Die Schriftstellerin Petra Hůlová wurde am 12. Juli 1979 in Prag geboren. Nach dem Abitur studierte sie an der Philosophischen Fakultät der Karlsuniversität Kulturologie und Mongolistik. Für kurze Zeit weilte sie auch in der Mongolei. Zur Zeit widmet sie sich ihrer Promotion in Kulturologie.
Hůlovás Debüt mit dem absichtlich retrospektiven und ein wenig kuriosen Titel „Pamět mojí babičce“ (Meiner Großmutter zum Angedenken) beeindruckte viele.

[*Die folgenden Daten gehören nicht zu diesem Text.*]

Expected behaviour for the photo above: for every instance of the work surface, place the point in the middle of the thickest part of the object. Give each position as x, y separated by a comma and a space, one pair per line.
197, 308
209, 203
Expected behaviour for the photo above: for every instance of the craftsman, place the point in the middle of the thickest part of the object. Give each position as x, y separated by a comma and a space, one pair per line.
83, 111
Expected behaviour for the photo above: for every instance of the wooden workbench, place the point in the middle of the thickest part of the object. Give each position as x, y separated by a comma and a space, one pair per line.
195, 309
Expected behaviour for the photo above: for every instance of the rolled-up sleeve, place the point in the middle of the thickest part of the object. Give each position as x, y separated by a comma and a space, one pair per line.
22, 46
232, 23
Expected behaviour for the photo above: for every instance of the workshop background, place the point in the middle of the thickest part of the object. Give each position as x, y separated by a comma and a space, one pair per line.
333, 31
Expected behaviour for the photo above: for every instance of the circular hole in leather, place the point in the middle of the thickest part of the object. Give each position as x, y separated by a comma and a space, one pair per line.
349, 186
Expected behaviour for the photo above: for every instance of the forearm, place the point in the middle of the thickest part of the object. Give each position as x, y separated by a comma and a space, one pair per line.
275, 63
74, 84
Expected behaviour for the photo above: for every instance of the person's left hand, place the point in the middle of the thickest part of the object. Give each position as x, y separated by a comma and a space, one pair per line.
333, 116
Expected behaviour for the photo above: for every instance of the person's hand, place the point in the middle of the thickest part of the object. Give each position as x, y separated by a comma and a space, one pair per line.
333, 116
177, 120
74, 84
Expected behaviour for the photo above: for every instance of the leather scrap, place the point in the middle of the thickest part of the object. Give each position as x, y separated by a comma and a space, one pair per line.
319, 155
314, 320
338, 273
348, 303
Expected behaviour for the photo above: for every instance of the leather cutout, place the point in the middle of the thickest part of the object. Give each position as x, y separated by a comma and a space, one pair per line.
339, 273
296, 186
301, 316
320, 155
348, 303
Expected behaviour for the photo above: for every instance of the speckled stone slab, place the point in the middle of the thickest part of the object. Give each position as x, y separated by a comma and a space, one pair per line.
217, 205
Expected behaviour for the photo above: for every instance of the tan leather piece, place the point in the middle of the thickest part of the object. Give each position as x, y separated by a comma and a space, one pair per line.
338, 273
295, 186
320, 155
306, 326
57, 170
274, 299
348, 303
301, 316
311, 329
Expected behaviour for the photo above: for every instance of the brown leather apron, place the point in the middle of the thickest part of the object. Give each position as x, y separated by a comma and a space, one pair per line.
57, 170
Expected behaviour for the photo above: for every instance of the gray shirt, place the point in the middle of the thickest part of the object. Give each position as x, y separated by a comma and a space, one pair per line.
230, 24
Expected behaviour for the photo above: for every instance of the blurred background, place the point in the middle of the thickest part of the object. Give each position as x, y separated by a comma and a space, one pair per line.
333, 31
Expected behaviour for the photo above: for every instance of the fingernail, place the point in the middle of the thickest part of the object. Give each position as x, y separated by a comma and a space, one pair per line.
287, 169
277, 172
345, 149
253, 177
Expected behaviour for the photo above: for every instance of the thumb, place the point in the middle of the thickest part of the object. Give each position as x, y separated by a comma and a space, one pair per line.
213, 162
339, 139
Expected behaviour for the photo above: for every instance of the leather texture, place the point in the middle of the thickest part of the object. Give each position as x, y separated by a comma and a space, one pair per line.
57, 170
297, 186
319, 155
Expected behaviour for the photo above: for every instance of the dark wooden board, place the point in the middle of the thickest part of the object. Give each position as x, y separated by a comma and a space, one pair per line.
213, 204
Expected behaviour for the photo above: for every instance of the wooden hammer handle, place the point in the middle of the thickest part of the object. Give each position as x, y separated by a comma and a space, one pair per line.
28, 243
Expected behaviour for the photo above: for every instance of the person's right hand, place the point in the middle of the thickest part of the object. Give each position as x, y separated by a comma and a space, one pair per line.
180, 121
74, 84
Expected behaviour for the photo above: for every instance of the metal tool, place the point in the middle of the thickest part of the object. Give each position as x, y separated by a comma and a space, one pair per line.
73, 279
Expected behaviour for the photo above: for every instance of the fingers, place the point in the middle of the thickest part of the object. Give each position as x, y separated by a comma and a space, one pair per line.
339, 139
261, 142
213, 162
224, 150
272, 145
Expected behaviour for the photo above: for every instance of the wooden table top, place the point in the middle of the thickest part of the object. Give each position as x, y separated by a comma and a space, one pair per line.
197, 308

Einerseits stellte sich damit eine zweifellos begabte junge Erzählerin vor, andererseits war Hůlovás Thema im tschechischen literarischen Kontext fraglos ungewöhnlich: Sie erzählt vom Leben in der „exotischen“ Mongolei und insbesondere vom Schicksal mehrer Generationen mongolischer Frauen, die in Dörfern zwischen Wüstenstreifen oder in Städten leben.
Dieses Thema korrespondiert zwar mit der Studienausrichtung der Autorin, in seiner Umsetzung kommt es allerdings weder als exotisch gefärbte Geschichte aus entfernten Ländern daher noch als epische Schilderung der Verhältnisse in einem Land mit anderer Kultur und vor allem Mentalität. Petra Hůlová konzentriert sich (im Geiste der europäischen literarischen Tradition) überwiegend auf den mongolischen „Alltag“ und die Tatsache, dass sich in dem Land mehrere ethnische Bevölkerungsgruppen durchdringen. Sie betrachtet die Befähigung, einen konkreten „anderen“ Menschen – und nicht allgemein „unseren Nächsten“ – zu respektieren (oder eben auch nicht).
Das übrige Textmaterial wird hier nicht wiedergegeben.